Thirty-six hours after he had been incarcerated in a dungeon, Calas finally spoke up: Marc-Antoine had 'hanged himself alive'.

The French legal system in the 18th century did not have the principle of 'innocent until proven guilty' or any other way of protecting an accused from prejudice and slander. "A whisper can be as deadly as the plague," a writer said.
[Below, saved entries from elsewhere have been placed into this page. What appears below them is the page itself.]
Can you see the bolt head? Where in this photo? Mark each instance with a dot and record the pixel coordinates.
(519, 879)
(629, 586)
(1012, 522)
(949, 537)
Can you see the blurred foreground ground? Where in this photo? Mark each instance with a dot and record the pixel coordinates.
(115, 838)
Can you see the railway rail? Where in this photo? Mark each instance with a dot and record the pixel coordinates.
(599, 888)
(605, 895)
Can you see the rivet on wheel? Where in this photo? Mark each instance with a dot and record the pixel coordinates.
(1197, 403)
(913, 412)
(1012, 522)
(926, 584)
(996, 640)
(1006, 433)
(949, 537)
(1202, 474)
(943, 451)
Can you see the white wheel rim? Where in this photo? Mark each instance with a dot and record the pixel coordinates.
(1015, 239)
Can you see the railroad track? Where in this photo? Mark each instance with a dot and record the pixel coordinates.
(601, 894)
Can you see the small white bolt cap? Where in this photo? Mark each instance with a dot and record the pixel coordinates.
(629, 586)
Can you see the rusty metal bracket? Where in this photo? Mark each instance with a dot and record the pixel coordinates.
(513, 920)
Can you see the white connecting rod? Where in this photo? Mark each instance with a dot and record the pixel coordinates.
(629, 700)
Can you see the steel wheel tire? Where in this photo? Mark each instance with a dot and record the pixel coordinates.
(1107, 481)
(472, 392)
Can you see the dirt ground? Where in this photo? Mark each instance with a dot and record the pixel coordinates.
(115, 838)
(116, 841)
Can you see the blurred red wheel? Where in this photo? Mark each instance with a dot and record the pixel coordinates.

And in those days, when the young man's cause of death confounded all, that plague festered through gossip and rumor.

Eventually, Calas was taken before the parlemen and the judges who tried him decided: the accused must be forced to name his accomplices—then his body 'put to the wheel' and burnt.

Calas mentioned not a single name, because indeed there were none. So the torture was carried out. One stage involved forcing his mouth open with two sticks while buckets of water were poured down his throat and his nostrils pinched. When still no confession was forthcoming, he was taken out in public, dragged into the square, led up a scaffold and tied to an X-shaped cross. An executioner broke his bones using a hot iron rod. When his body was crushed, he was then tied to a wheel facing the sky. For two hours. But still he would not confess his sin, nor give up his faith. "I die innocent," he said. He was strangled. His body was thrown on a pyre...

Écrasez l'infame! With those two words, the precise meaning of which is vague but the spirit of which is seething, Voltaire declared war on hatred ignited by religious fanaticism. "The man who says to me, 'Believe as I do, or God will damn you', will presently say, 'Believe as I do, or I shall assassinate you'."

Voltaire himself believed in a Supreme Being, but did not 'join any of the sects who all contradict themselves'. The religion of a 'deist', he said, is the most ancient religion: it worships one God who precedes 'all the systems in the world'.

Voltaire had seen how these 'systems'—systems of belief—not only bind, but also facilitate suspicion and paranoia. Further: enmity and prosecution. His Treatise on Tolerance ended with a prayer: "may all these tiny variations which differentiate the atoms called humans not be the triggers of hatred and persecution."

In the midst of the restrictive mood of France in the 18th century, Voltaire seems to be praying alongside us, here in Indonesia, today.